Many diseases are caused by dysfunctional gene expression that leads to too much or too little of a given protein. Efforts to cure those diseases include everything from editing genes to inserting new genetic snippets into cells to injecting the missing proteins directly into patients.

CAMP4 is taking a different approach. The company is targeting a lesser-known player in the regulation of gene expression known as regulatory RNA. CAMP4 co-founder and MIT Professor Richard Young has shown that by interacting with molecules called transcription factors, regulatory RNA plays an important role in controlling how genes are expressed. CAMP4’s therapeutics target regulatory RNA to increase the production of proteins and put patients’ levels back into healthy ranges.

The company’s approach holds promise for treating diseases caused by defects in gene expression, such as metabolic diseases, heart conditions, and neurological disorders. Targeting regulatory RNAs as opposed to genes could also offer more precise treatments than existing approaches.

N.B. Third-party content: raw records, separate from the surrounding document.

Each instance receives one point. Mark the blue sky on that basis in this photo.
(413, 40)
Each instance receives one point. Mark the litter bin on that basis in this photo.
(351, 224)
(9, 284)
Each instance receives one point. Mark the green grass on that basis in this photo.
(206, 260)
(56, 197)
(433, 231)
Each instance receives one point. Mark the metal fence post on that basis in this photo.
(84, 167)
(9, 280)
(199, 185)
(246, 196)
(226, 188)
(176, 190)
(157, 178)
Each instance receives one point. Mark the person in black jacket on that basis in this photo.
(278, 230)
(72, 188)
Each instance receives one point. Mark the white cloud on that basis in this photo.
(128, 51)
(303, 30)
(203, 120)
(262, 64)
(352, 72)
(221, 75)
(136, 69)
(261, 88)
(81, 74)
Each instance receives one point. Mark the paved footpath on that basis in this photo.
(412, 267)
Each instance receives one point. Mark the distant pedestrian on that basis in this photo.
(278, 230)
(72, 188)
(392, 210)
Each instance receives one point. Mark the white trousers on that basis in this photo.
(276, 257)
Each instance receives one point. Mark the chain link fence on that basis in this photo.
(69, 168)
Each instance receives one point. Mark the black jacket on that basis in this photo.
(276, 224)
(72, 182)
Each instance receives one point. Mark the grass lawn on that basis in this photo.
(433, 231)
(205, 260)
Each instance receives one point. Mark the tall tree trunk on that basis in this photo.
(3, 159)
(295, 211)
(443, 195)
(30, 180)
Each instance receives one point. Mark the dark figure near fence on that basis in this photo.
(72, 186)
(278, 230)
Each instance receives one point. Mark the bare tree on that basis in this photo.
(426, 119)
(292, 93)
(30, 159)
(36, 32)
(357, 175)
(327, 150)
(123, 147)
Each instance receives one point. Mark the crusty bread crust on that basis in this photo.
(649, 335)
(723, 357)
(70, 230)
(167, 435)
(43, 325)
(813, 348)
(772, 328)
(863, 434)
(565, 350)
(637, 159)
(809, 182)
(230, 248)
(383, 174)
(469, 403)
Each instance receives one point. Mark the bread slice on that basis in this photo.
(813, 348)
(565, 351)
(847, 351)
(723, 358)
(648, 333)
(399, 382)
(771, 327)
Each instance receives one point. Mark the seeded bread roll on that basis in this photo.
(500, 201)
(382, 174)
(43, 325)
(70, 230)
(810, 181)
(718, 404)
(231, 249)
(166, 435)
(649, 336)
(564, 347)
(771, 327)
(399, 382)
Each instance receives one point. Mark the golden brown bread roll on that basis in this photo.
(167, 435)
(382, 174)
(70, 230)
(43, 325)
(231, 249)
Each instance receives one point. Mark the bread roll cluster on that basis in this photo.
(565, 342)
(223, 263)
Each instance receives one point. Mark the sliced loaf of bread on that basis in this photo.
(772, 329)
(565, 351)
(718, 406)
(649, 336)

“If I just want to fix a single gene’s defective protein output, I don’t want to introduce something that makes that protein at high, uncontrolled amounts,” says Young, who is also a core member of the Whitehead Institute. “That’s a huge advantage of our approach: It’s more like a correction than sledgehammer.”

CAMP4’s lead drug candidate targets urea cycle disorders (UCDs), a class of chronic conditions caused by a genetic defect that limits the body’s ability to metabolize and excrete ammonia. A phase 1 clinical trial has shown CAMP4’s treatment is safe and tolerable for humans, and in preclinical studies the company has shown its approach can be used to target specific regulatory RNA in the cells of humans with UCDs to restore gene expression to healthy levels.

“This has the potential to treat very severe symptoms associated with UCDs,” says Young, who co-founded CAMP4 with cancer genetics expert Leonard Zon, a professor at Harvard Medical School. “These diseases can be very damaging to tissues and causes a lot of pain and distress. Even a small effect in gene expression could have a huge benefit to patients, who are generally young.”

Mapping out new therapeutics

Young, who has been a professor at MIT since 1984, has spent decades studying how genes are regulated. It’s long been known that molecules called transcription factors, which orchestrate gene expression, bind to DNA and proteins. Research published in Young’s lab uncovered a previously unknown way in which transcription factors can also bind to RNA. The finding indicated RNA plays an underappreciated role in controlling gene expression.

CAMP4 was founded in 2016 with the initial idea of mapping out the signaling pathways that govern the expression of genes linked to various diseases. But as Young’s lab discovered and then began to characterize the role of regulatory RNA in gene expression around 2020, the company pivoted to focus on targeting regulatory RNA using therapeutic molecules known as antisense oligonucleotides (ASOs), which have been used for years to target specific messenger RNA sequences.

CAMP4 began mapping the active regulatory RNAs associated with the expression of every protein-coding gene and built a database, which it calls its RAP Platform, that helps it quickly identify regulatory RNAs to target  specific diseases and select ASOs that will most effectively bind to those RNAs.

Today, CAMP4 is using its platform to develop therapeutic candidates it believes can restore healthy protein levels to patients.

“The company has always been focused on modulating gene expression,” says CAMP4 Chief Financial Officer Kelly Gold MBA ’09. “At the simplest level, the foundation of many diseases is too much or too little of something being produced by the body. That is what our approach aims to correct.”

Accelerating impact

CAMP4 is starting by going after diseases of the liver and the central nervous system, where the safety and efficacy of ASOs has already been proven. Young believes correcting genetic expression without modulating the genes themselves will be a powerful approach to treating a range of complex diseases.

“Genetics is a powerful indicator of where a deficiency lies and how you might reverse that problem,” Young says. “There are many syndromes where we don’t have a complete understanding of the underlying mechanism of disease. But when a mutation clearly affects the output of a gene, you can now make a drug that can treat the disease without that complete understanding.”

As the company continues mapping the regulatory RNAs associated with every gene, Gold hopes CAMP4 can eventually minimize its reliance on wet-lab work and lean more heavily on machine learning to leverage its growing database and quickly identify regRNA targets for every disease it wants to treat.

In addition to its trials in urea cycle disorders, the company plans to launch key preclinical safety studies for a candidate targeting seizure disorders with a genetic basis, this year. And as the company continues exploring drug development efforts around the thousands of genetic diseases where increasing protein levels are can have a meaningful impact, it’s also considering collaborating with others to accelerate its impact.

“I can conceive of companies using a platform like this to go after many targets, where partners fund the clinical trials and use CAMP4 as an engine to target any disease where there’s a suspicion that gene upregulation or downregulation is the way to go,” Young says.